Solingen · Mit dem 64. Afghanistan-Hilfseinsatz des Oberhausener Friedensdorfes kamen 88 Kinder am Samstagabend auf dem Düsseldorfer Flughafen an. Unter den Freiwilligen, die sie in Krankenhäuser in ganz Deutschland fuhren, waren wieder 18 Solinger DRK-Helfer.

 Dr. Reza Hamzavi, Chirurg im St. Josefs Krankenhaus in Hilden, untersucht die beiden Mädchen aus Kabul.

Dr. Reza Hamzavi, Chirurg im St. Josefs Krankenhaus in Hilden, untersucht die beiden Mädchen aus Kabul.

Foto: Kplus-Verbund

Wie fremd müssen die beiden hochgewachsenen jungen Männer auf die beiden kleinen Mädchen wirken, die sie da auf dem Rollfeld des Düsseldorfer Flughafens in Empfang nehmen. Ihre knallroten Jacken mit den Leuchtstreifen sind weithin sichtbar. Routiniert greifen Tim Passauer und Robert Westhofen zu, als sie die neunjährige Sadiqa und die gleichaltrige Basila zum Krankenwagen tragen.

 Tim Passauer ist einer der Freiwilligen des DRK, die die Kinder am Düsseldorfer Flughafen in Empfang nahmen. Die neunjährige Basila brachte er nach Hilden. Er ist schon zum achten Mal für das Friedensdorf Oberhausen im Einsatz.

Tim Passauer ist einer der Freiwilligen des DRK, die die Kinder am Düsseldorfer Flughafen in Empfang nahmen. Die neunjährige Basila brachte er nach Hilden. Er ist schon zum achten Mal für das Friedensdorf Oberhausen im Einsatz.

Foto: Friedensdorf

Die beiden Mädchen sind gerade mit dem 64. Afghanistan-Hilfstransport des Oberhausener Friedensdorfes auf einem abgegrenzten Bereich des Düsseldorfer Flughafens gelandet. Sadiqa und Basila leiden an Osteomyelitis, einer infektiösen Entzündung des Knochenmarks, wie sie hierzulande nahezu nicht mehr vorkommt, in armen Ländern aber noch häufig angetroffen wird.

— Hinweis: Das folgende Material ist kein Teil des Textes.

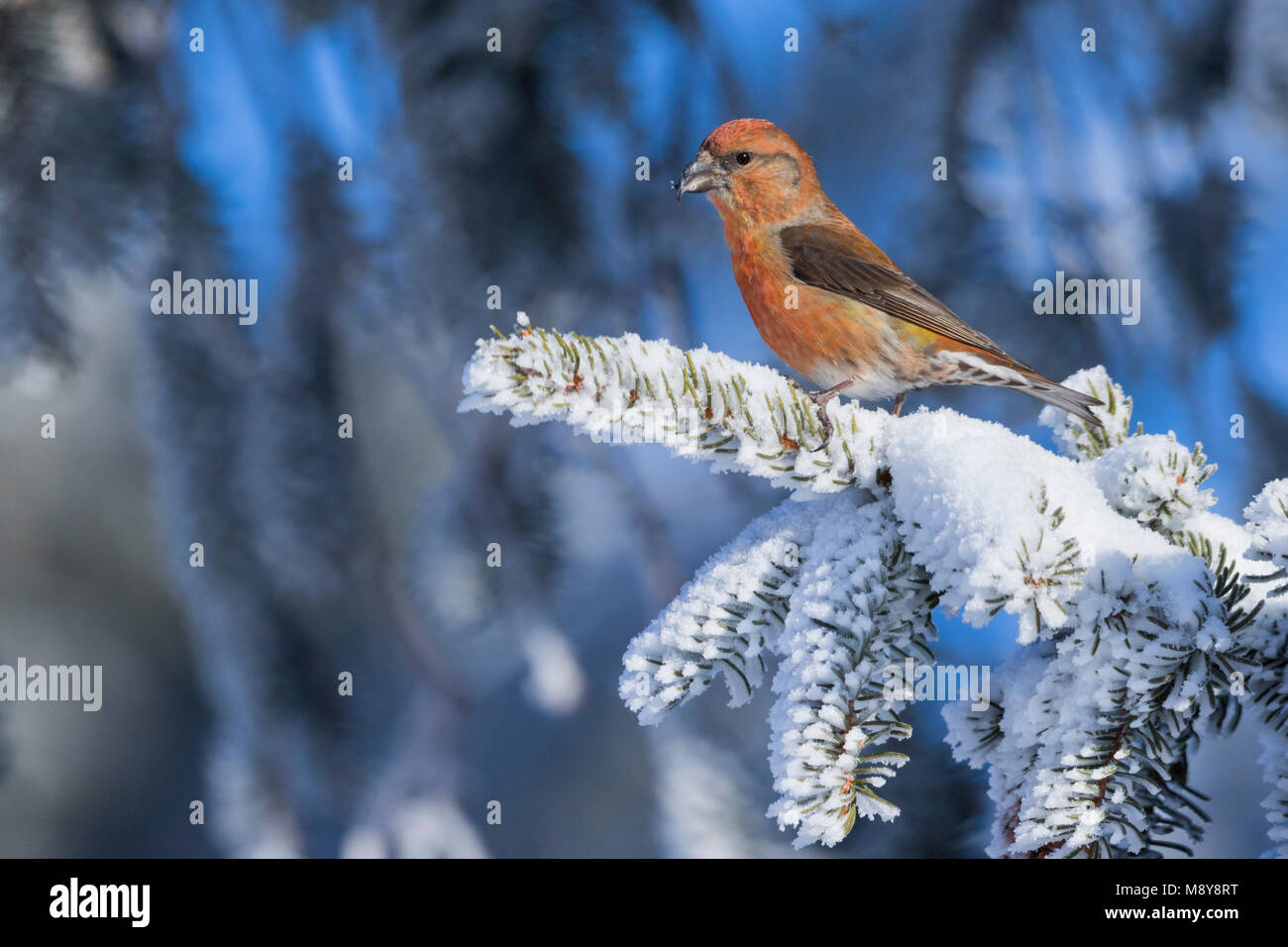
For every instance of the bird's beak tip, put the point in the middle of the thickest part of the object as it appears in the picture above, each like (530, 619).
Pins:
(698, 176)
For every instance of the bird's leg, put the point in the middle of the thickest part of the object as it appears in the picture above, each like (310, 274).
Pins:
(820, 399)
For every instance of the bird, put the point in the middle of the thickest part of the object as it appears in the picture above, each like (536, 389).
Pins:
(824, 298)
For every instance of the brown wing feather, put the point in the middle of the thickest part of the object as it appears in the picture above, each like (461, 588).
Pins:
(828, 260)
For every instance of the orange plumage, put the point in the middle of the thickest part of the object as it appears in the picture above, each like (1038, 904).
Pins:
(823, 296)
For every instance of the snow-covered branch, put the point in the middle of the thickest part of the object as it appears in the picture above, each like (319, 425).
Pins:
(1142, 612)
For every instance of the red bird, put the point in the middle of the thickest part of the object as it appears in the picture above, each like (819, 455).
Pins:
(824, 298)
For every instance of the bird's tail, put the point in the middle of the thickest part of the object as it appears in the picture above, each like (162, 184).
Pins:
(971, 369)
(1065, 398)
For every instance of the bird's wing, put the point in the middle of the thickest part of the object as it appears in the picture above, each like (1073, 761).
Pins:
(831, 260)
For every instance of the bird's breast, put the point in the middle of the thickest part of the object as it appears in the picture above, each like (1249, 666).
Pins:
(822, 335)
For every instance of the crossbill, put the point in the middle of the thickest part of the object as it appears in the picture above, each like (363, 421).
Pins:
(824, 298)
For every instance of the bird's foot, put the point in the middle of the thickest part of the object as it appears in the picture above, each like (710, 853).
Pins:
(820, 399)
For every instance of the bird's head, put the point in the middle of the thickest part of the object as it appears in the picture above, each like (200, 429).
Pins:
(752, 169)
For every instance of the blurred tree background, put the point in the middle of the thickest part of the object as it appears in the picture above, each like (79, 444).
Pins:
(516, 169)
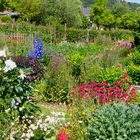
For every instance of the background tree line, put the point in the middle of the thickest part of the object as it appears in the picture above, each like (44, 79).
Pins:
(106, 14)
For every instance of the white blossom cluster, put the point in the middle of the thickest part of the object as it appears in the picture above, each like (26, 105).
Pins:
(9, 64)
(43, 123)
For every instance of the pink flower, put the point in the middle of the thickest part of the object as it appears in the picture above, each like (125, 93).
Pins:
(102, 98)
(62, 135)
(72, 93)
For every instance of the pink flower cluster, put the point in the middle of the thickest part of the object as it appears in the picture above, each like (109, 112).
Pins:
(103, 93)
(63, 134)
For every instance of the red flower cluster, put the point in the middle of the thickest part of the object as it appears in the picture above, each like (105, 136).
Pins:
(103, 93)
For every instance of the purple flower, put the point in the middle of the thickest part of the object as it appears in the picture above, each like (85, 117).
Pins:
(38, 49)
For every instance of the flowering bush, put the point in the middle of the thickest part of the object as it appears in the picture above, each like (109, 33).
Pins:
(15, 91)
(37, 52)
(39, 127)
(103, 93)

Viermal ist Basila in ihrer Heimat Afghanistan schon operiert worden, immer wieder kam es zu schmerzhaften Entzündungen. Jetzt hoffen die beiden Mädchen auf Hilfe im Hildener St. Josefs Krankenhaus, wo sie am Abend Dr. Reza Hamzavi in Empfang nimmt. Der Chirurg kommt aus dem Iran und zur Freude der völlig übermüdeten Mädchen kann er sich gut mit ihnen verständigen.

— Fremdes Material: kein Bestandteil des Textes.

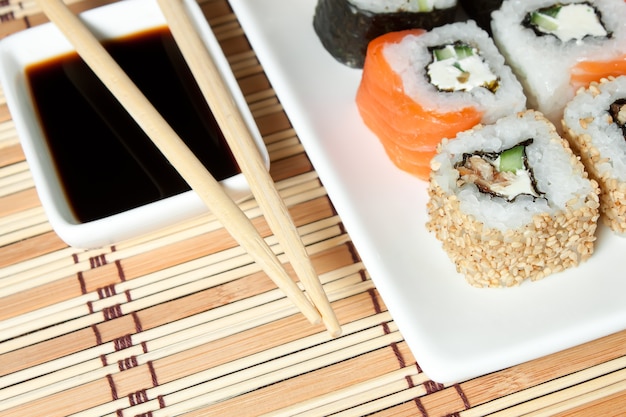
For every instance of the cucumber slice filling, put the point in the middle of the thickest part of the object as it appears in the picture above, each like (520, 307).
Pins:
(505, 174)
(459, 67)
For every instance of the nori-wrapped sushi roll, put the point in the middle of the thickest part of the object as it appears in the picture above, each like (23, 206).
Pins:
(557, 46)
(480, 11)
(595, 124)
(511, 202)
(345, 27)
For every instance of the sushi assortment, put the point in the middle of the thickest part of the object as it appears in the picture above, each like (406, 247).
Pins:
(515, 114)
(510, 201)
(419, 87)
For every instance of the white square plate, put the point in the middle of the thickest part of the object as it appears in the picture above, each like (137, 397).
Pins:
(454, 330)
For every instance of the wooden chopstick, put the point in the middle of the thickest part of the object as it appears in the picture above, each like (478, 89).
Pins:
(176, 151)
(241, 143)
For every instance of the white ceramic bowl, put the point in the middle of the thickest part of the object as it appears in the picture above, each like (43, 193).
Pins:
(46, 41)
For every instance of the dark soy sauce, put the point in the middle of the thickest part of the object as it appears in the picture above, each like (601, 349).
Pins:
(106, 163)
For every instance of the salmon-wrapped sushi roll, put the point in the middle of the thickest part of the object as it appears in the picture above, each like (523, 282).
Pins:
(511, 202)
(420, 87)
(595, 124)
(556, 47)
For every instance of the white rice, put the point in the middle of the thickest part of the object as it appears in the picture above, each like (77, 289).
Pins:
(564, 184)
(392, 6)
(543, 63)
(606, 136)
(410, 57)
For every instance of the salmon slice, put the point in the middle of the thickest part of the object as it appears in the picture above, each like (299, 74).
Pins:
(586, 72)
(408, 132)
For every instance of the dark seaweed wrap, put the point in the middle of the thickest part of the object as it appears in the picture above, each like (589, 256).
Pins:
(345, 30)
(480, 11)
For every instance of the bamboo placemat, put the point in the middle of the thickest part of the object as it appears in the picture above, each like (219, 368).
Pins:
(179, 322)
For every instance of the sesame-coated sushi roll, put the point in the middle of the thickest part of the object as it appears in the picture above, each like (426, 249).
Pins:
(345, 27)
(556, 47)
(420, 87)
(511, 201)
(595, 124)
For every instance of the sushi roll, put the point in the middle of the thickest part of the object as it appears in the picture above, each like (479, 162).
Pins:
(480, 11)
(511, 202)
(556, 47)
(420, 87)
(345, 27)
(595, 124)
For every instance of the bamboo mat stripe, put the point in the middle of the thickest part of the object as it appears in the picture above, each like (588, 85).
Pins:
(180, 321)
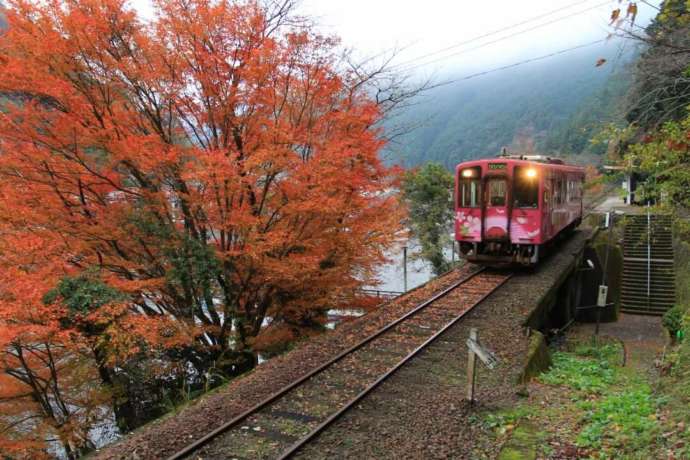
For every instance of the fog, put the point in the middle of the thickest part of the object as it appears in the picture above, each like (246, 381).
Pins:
(440, 37)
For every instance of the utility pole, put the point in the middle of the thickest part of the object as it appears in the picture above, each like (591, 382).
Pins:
(405, 268)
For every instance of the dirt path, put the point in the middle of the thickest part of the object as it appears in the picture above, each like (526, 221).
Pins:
(644, 338)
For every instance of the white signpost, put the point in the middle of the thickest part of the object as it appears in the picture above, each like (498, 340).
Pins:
(477, 350)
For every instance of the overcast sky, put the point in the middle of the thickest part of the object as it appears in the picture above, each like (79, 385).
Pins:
(420, 29)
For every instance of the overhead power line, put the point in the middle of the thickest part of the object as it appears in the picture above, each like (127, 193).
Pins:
(517, 64)
(520, 32)
(494, 32)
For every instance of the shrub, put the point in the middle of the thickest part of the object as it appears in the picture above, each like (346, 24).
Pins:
(673, 320)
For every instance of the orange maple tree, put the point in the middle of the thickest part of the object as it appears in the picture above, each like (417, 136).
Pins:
(193, 182)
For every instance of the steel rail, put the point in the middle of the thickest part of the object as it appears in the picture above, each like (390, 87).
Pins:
(196, 445)
(330, 420)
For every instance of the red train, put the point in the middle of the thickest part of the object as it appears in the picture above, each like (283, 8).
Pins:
(508, 208)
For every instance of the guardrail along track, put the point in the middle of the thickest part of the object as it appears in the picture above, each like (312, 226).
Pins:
(282, 423)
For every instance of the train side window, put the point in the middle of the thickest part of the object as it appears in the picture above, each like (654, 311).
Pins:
(525, 187)
(496, 192)
(469, 188)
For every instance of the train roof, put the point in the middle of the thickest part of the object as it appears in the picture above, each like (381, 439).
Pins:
(555, 163)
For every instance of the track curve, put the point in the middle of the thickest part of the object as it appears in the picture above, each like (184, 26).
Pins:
(280, 425)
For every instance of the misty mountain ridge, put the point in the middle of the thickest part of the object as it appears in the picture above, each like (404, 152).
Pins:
(551, 107)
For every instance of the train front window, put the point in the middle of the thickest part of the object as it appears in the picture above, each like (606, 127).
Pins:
(468, 188)
(526, 187)
(496, 191)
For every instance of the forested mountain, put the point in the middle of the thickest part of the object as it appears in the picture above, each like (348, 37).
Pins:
(554, 106)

Mit nichts als den Kleidern, die sie tragen, sind die Kinder aus Afghanistan — einige kommen auch aus Tadschikistan, Usbekistan, Armenien und Georgien — in Deutschland angekommen und werden auf Kliniken in ganz Deutschland verteilt oder erst einmal im Friedensdorf in Oberhausen untergebracht, bis ein Klinikplatz bereitsteht.

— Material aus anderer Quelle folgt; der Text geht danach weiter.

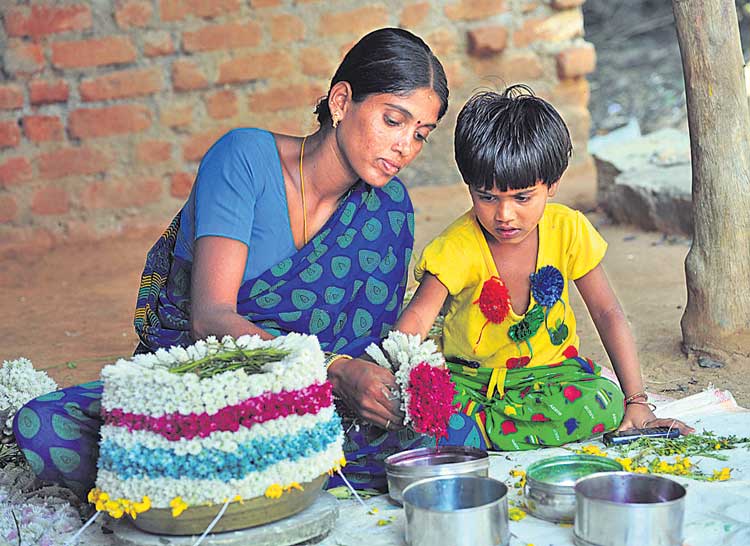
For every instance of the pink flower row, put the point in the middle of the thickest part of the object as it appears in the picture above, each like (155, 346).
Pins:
(266, 407)
(431, 395)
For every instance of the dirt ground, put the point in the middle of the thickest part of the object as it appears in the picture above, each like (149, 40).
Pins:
(70, 311)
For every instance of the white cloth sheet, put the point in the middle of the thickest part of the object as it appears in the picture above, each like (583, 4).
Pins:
(716, 513)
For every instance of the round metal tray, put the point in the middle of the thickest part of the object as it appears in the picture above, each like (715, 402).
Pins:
(549, 490)
(249, 513)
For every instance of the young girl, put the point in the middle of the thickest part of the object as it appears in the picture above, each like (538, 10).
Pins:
(510, 333)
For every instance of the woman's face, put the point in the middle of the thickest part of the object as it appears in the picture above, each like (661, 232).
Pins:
(382, 134)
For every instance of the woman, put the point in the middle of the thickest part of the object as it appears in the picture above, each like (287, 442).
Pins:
(283, 234)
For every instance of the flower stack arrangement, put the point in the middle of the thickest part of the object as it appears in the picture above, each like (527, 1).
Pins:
(219, 423)
(424, 383)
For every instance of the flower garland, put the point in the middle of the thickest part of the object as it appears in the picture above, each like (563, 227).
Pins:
(220, 419)
(425, 388)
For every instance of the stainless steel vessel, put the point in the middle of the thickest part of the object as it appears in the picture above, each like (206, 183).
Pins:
(624, 509)
(457, 511)
(409, 466)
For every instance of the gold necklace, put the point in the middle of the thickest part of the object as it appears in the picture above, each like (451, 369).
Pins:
(302, 189)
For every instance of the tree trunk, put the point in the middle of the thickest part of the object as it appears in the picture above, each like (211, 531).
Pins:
(717, 316)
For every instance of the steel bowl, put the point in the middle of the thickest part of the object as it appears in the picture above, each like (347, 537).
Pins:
(457, 510)
(549, 485)
(406, 467)
(624, 509)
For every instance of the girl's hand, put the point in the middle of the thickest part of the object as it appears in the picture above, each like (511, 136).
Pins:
(368, 389)
(641, 416)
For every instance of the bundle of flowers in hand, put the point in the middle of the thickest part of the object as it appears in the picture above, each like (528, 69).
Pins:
(19, 383)
(424, 383)
(215, 423)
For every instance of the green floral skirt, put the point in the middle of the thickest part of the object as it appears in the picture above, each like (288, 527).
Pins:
(527, 408)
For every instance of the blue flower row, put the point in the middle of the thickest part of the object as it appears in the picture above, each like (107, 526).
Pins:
(212, 464)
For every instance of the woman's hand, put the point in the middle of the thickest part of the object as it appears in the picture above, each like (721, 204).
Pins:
(368, 389)
(641, 416)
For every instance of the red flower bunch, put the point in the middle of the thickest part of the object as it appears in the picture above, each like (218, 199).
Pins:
(494, 303)
(430, 399)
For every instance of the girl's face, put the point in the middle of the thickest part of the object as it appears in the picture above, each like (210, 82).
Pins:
(508, 217)
(382, 134)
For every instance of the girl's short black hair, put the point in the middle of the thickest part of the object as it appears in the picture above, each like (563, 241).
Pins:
(510, 140)
(388, 60)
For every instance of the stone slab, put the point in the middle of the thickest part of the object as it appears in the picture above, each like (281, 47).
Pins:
(315, 522)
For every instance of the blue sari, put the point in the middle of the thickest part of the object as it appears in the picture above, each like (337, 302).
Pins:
(346, 286)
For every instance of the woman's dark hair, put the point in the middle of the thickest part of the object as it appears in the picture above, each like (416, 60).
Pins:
(388, 60)
(510, 140)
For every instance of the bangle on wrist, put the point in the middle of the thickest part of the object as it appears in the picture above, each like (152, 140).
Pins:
(330, 358)
(640, 394)
(651, 406)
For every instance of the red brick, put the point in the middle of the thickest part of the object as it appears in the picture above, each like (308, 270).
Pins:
(358, 21)
(317, 62)
(414, 14)
(156, 44)
(180, 185)
(222, 104)
(110, 120)
(42, 128)
(562, 26)
(287, 28)
(512, 67)
(284, 97)
(576, 61)
(176, 10)
(255, 67)
(94, 52)
(40, 20)
(176, 115)
(24, 57)
(225, 36)
(72, 161)
(471, 10)
(264, 3)
(47, 92)
(51, 200)
(122, 84)
(487, 41)
(11, 97)
(566, 4)
(153, 151)
(15, 170)
(133, 13)
(118, 194)
(8, 208)
(199, 143)
(10, 134)
(442, 41)
(186, 76)
(574, 91)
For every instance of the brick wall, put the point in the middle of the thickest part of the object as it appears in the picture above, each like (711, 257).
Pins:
(107, 107)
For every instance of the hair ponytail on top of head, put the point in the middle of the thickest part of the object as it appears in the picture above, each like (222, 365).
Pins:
(388, 60)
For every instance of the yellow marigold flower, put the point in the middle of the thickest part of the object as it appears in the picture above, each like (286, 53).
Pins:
(142, 506)
(178, 506)
(274, 491)
(516, 514)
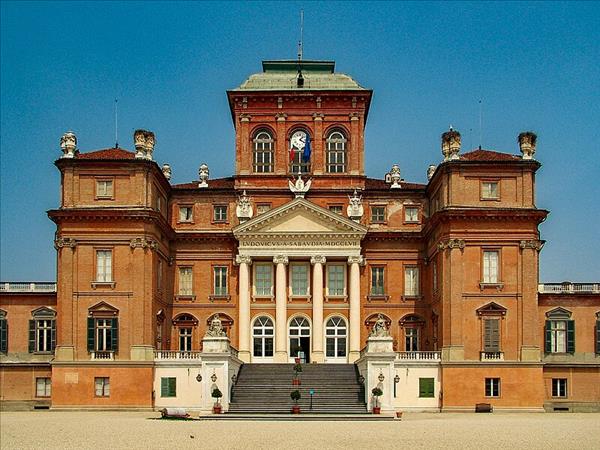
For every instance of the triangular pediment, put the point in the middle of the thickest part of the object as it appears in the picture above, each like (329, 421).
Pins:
(299, 217)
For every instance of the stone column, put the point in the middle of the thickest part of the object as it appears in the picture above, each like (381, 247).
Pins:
(244, 307)
(354, 300)
(317, 296)
(280, 308)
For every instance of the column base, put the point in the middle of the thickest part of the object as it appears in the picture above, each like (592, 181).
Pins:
(317, 357)
(280, 357)
(353, 356)
(244, 356)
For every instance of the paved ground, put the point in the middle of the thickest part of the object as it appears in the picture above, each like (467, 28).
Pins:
(135, 430)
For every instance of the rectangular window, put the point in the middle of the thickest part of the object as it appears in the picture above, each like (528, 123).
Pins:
(3, 336)
(185, 281)
(490, 266)
(220, 280)
(411, 339)
(102, 385)
(411, 213)
(185, 339)
(560, 336)
(411, 281)
(263, 279)
(336, 283)
(186, 213)
(559, 387)
(491, 335)
(377, 281)
(489, 190)
(220, 213)
(104, 189)
(492, 387)
(338, 209)
(426, 387)
(262, 208)
(43, 387)
(377, 214)
(104, 265)
(168, 387)
(299, 279)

Den Kindern zu helfen, ist für das DRK Solingen schon seit vielen Jahren Ehrensache. Und so haben sie sich auch am Samstagabend mit sechs Fahrzeugen von der Burgstraße in Richtung Flughafen Düsseldorf auf den Weg gemacht. Sie werden Kinder nach Hilden und Wuppertal, Gelsenkirchen, Mönchengladbach und Wesel bringen. Einige aber fahren in der Nacht zu Sonntag noch bis nach Ahlen, Norden und Celle, um die kranken und verletzten Kinder in die sichere Obhut der Ärzte in den Krankenhäusern zu übergeben.

Viermal im Jahr im Einsatz

"Aus Liebe zum Menschen, man kann so das Elend ein wenig lindern", antwortet Jürgen Borgermann auf die Frage, warum er das tut. Der 65-Jährige ist immer dabei, wenn das Friedensdorf viermal im Jahr Kinder aus Kriegs- und Krisengebieten nach Deutschland holt oder die gesunden Kinder zurück in die Obhut ihrer Familien bringt. Auch Rolf Dieter Feldmann kann die Frage nach dem Warum eigentlich gar nicht verstehen. "Mein Beruf ist Berufung", sagt der 70-Jährige, für den ein Rückzug aufs Altenteil nicht infrage käme.

Die älteren DRK-Freiwilligen haben aber auch längst die jungen infiziert, wenn es um Einsätze für das Friedensdorf geht. Wie den 18-jährigen Karsten Kreizberg und den gleichaltrigen Dennis Bude. Nicht nur das Helfen macht den beiden jungen Männern Spaß, vor allem auch zu sehen, wenn die gesunden Kinder wieder nach Hause fliegen können. Und wenn Karsten Kreizberg seinen Berufswunsch einmal realisiert hat, kann er den Kindern noch auf ganz andere Weise helfen. Der Schüler möcht Chirurg oder Anästhesist werden.

Die Teilnahme an einem solchen Hilfseinsatz ist für Lars Schulz eine der originären Aufgaben des Roten Kreuzes. "Die Leute, die Kriege führen, sollten sich diese Kinder einmal ansehen, dann wäre es vermutlich friedlicher auf unserer Welt", meint der 35-Jährige.

Tim Passauer und Robert Westhofen jedenfalls hoffen sehr, dass sich die Chancen auf ein normales Leben für die Schützlinge des Friedensdorfes nach der Behandlung ein wenig verbessern werden.